Jeff se encogió de hombros y alzó la vista al techo.
—Preguntas sin respuesta —musitó—. Supongo que sólo en momentos como éste nos paramos a considerar el verdadero significado de la vida. ¿Y a qué conclusión llegamos?
—Cada cual extrae una conclusión completamente diferente —dijo Edie.
—Pero hay unas cuantas verdades básicas, ¿no?
—Probablemente no —repuso Edie.
—Todo es humo y espejos, nada tiene sentido, ¿no crees? Tanto si crees en una vida después de la muerte como si no, lo único que de verdad cuenta es lo que dejas a los demás, ya sea en forma de grandes obras de arte, de música maravillosa que la gente escuchará siglos después de que hayas muerto o de algo tan sencillo como ser recordado como una buena persona, como alguien que dio más de lo que recibió.

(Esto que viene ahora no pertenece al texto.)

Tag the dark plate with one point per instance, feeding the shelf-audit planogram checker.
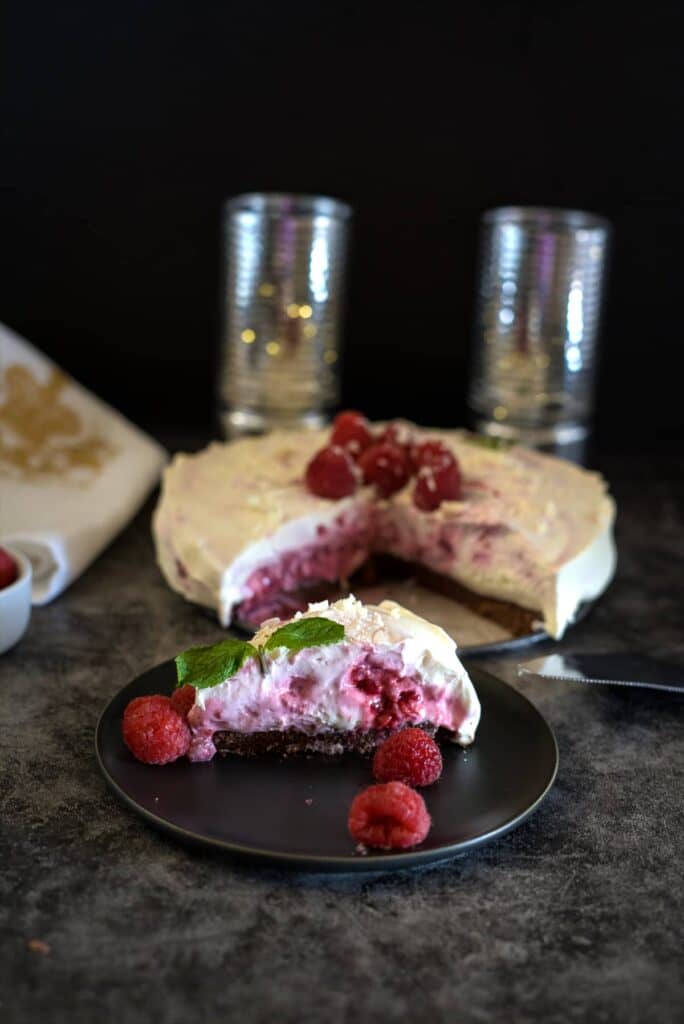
(258, 808)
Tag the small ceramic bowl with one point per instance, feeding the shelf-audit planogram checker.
(15, 602)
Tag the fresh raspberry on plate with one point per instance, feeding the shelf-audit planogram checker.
(332, 473)
(386, 466)
(389, 817)
(7, 568)
(409, 756)
(352, 431)
(182, 698)
(154, 731)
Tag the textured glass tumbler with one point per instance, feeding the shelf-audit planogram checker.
(537, 324)
(283, 298)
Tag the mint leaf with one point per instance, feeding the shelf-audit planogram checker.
(305, 633)
(204, 667)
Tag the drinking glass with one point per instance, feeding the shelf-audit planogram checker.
(283, 302)
(537, 326)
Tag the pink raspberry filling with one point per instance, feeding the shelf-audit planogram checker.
(272, 588)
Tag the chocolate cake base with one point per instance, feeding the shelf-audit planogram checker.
(292, 742)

—Tal vez. —Edie apuró su copa y se sirvió otra más—. Pero al margen de lo que hagas, al margen de lo que dejes al marchar, empieza a descomponerse gradualmente y acaba desapareciendo. Lo veo a diario en mi trabajo. Al final nada queda, nada en absoluto. Los huesos se deshacen y se convierten en polvo, y el polvo se lo lleva el viento. —Dio un trago largo a su coñac—. Y lo que hacemos también desaparece, ¿o no? —No esperó la respuesta de Jeff—. Un día la música de Mozart caerá en el olvido, las palabras de Jesús dejarán de tener sentido. Sea cual sea su aportación, se desvanecerá y nadie lo recordará. Como dijo el gran George Harrison: todas las cosas han de pasar.
—Más bien —dijo Jeff, y alzó la copa a modo de saludo burlón. Los dos se echaron a reír.

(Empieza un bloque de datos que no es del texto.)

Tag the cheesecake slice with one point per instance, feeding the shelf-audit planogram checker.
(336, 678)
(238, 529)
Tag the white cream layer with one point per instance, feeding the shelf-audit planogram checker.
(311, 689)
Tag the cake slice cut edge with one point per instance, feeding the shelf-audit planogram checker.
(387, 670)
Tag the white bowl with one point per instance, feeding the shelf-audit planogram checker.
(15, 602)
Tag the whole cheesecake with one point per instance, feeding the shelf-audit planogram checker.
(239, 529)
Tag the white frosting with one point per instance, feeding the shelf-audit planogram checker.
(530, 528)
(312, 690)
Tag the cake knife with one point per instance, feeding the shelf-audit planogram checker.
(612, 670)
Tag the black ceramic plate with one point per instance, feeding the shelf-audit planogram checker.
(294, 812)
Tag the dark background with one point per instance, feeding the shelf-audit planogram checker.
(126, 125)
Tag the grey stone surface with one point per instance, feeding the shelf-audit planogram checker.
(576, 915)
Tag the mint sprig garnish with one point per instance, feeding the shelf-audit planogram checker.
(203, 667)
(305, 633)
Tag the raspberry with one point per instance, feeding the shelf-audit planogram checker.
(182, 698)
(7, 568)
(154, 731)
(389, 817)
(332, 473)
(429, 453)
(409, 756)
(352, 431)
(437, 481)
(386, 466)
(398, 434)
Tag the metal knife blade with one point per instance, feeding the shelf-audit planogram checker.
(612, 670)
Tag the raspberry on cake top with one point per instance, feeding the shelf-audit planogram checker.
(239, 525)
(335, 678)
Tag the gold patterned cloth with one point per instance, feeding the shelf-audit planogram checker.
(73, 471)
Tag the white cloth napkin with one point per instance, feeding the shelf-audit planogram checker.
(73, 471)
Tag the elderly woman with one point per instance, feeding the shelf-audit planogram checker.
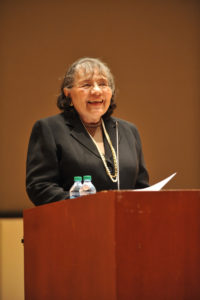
(84, 139)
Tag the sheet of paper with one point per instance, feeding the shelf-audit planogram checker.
(158, 186)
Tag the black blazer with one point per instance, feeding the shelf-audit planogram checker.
(60, 148)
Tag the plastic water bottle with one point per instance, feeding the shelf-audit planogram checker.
(87, 187)
(74, 191)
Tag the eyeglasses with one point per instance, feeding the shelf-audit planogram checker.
(88, 85)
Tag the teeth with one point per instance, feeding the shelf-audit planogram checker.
(99, 101)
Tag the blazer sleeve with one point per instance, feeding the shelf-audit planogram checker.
(143, 176)
(42, 168)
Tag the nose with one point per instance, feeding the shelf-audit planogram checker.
(96, 88)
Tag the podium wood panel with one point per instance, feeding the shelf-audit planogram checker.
(115, 245)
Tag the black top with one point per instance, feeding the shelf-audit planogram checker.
(60, 148)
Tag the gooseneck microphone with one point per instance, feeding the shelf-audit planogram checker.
(117, 144)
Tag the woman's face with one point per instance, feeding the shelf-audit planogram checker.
(90, 94)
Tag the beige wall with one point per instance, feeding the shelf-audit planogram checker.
(11, 260)
(152, 48)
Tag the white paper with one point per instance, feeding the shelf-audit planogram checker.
(158, 186)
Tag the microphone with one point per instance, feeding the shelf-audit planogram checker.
(117, 144)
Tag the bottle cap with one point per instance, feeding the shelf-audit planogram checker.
(87, 177)
(77, 178)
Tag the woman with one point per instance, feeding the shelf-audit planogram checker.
(84, 139)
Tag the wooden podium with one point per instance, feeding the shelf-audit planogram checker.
(114, 245)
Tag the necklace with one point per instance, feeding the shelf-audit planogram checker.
(112, 177)
(92, 125)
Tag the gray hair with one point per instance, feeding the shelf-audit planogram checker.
(89, 66)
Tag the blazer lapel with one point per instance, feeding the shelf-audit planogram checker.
(79, 133)
(110, 125)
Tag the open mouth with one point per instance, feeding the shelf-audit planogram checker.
(95, 101)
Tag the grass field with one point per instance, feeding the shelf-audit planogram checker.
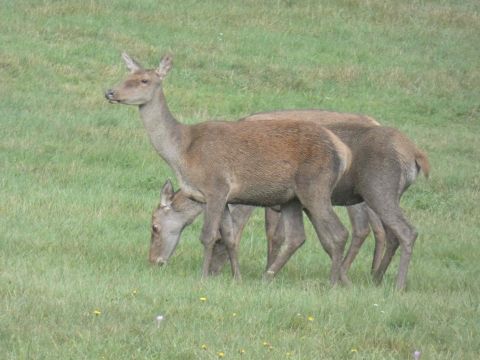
(79, 179)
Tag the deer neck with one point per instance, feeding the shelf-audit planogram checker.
(164, 131)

—Bueno, ¿y ahora? —dijo Edie, secándose los ojos.
—Obviamente, lo primero es partir a Florencia. Todos juntos.
Jeff lanzó una mirada a Rose, sintiendo una punzada de remordimiento por meter a su hija en aquel follón. A continuación, le sobrevino un sentimiento de ira, ira por su impotencia a la hora de protegerla del horror que había tenido que presenciar.
Toronto, en la actualidad
La llamada a cierto número de teléfono de Venecia la hizo uno de los ayudantes noveles de Luc Fournier, quien la pasó a la limusina que se dirigía a gran velocidad al aeropuerto.

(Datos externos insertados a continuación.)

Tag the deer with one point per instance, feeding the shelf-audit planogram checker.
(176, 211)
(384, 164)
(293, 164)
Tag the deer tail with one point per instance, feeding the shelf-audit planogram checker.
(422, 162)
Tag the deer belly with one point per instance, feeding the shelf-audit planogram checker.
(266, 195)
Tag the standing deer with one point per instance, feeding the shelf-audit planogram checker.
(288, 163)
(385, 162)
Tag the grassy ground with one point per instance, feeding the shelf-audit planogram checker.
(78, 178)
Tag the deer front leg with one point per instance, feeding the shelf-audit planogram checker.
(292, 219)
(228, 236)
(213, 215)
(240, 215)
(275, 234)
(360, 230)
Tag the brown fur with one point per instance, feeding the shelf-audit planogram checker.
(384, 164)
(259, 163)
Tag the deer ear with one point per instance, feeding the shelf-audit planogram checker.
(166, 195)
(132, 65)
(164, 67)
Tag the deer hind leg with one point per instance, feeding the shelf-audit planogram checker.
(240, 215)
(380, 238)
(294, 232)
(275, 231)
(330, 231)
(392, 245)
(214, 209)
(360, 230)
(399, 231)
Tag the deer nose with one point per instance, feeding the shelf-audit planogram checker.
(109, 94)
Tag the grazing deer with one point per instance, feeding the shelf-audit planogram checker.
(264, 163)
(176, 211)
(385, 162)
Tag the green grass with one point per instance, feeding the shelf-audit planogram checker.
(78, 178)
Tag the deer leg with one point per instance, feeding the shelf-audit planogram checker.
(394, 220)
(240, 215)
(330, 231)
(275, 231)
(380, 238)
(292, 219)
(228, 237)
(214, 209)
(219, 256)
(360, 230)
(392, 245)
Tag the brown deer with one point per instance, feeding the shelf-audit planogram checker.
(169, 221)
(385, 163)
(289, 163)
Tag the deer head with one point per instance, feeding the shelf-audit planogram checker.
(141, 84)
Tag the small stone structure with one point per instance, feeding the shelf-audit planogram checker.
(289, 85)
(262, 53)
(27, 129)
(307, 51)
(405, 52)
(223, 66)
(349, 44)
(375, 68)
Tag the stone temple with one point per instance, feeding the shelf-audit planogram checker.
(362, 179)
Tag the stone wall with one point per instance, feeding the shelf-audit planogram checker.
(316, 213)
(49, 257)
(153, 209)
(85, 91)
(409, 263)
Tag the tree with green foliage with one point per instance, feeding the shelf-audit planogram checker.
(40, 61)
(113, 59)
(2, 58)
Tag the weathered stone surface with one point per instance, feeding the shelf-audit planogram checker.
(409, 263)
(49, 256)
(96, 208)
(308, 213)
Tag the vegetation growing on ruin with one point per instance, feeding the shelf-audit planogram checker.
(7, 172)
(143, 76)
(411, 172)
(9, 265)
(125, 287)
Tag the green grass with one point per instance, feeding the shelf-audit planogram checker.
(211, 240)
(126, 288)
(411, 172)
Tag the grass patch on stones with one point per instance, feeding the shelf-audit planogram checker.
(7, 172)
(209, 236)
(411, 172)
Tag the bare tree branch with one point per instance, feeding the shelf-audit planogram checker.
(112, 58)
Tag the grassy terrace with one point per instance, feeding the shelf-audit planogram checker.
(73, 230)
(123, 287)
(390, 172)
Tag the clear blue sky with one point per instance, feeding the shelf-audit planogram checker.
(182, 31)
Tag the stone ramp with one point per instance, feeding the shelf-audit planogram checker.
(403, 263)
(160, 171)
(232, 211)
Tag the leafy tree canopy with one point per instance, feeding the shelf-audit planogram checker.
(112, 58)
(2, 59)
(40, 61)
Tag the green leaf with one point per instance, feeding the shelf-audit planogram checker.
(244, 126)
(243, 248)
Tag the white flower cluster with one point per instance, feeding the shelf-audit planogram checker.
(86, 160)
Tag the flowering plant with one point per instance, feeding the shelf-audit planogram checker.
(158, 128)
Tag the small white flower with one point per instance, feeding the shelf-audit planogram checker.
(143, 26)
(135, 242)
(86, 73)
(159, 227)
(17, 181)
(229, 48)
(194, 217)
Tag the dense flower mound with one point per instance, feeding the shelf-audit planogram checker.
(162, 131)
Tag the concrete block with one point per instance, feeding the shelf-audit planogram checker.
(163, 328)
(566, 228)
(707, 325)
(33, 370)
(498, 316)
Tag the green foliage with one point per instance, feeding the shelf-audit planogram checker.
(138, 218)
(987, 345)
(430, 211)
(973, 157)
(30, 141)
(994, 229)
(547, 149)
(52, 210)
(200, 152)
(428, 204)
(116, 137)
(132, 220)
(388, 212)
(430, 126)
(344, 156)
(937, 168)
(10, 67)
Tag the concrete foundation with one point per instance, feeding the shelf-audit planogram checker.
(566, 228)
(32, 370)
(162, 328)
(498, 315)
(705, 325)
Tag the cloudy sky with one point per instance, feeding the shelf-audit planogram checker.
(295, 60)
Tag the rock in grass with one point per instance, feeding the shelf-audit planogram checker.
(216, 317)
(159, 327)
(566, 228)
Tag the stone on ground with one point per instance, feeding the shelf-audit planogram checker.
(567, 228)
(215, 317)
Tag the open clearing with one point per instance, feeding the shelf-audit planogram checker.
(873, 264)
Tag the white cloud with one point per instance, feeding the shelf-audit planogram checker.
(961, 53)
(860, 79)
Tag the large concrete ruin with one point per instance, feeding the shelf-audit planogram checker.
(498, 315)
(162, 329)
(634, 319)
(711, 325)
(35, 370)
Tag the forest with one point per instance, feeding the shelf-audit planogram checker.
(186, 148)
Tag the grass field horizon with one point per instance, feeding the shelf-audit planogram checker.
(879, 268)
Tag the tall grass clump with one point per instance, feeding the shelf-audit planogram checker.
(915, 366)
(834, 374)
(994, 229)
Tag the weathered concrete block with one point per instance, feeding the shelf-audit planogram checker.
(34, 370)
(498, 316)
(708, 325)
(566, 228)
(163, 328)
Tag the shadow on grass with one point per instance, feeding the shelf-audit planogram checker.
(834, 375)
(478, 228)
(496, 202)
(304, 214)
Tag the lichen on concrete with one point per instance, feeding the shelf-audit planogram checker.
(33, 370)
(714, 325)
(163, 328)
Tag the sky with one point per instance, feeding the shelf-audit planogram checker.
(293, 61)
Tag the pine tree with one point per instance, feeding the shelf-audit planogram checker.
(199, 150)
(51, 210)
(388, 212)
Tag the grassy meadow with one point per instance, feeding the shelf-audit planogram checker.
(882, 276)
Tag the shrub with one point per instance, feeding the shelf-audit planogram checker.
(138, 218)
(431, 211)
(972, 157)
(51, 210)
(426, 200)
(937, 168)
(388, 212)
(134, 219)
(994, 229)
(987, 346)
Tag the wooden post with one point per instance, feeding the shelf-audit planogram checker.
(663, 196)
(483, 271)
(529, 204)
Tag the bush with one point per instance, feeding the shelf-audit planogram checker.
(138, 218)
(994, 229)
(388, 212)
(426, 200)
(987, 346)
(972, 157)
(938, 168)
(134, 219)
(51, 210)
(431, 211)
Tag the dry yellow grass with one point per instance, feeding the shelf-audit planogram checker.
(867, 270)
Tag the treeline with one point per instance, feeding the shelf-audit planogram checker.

—Buenas noches —dijo Fournier. Y oyó la aspiración que hizo el hombre del otro lado del hilo telefónico para disponerse a hablar—. No es necesario que diga nada —le interrumpió Fournier, cortante y preciso—. Hagámoslo lo más sencillo posible. Quiero que intervenga usted personalmente. ¿Me comprende? Bien. Eso es todo. No me falle.
Venecia, en la actualidad
Los dos hombres iban vestidos con idénticos trajes grises. Uno llevaba un par de gafas de aviador apoyadas en el puente nasal, pese a que eran las diez y media de la noche y estaba oscuro como la pez en el exterior de la comisaría de policía. El otro, más alto que el primero, tenía el pelo cortísimo de color rubio platino con la raíz negra. Mascaba un chicle. Se acercaron al escritorio principal y el oficial al cargo, Gabrielli Risso, los miró de hito en hito y un leve hormigueo de miedo le recorrió la columna vertebral.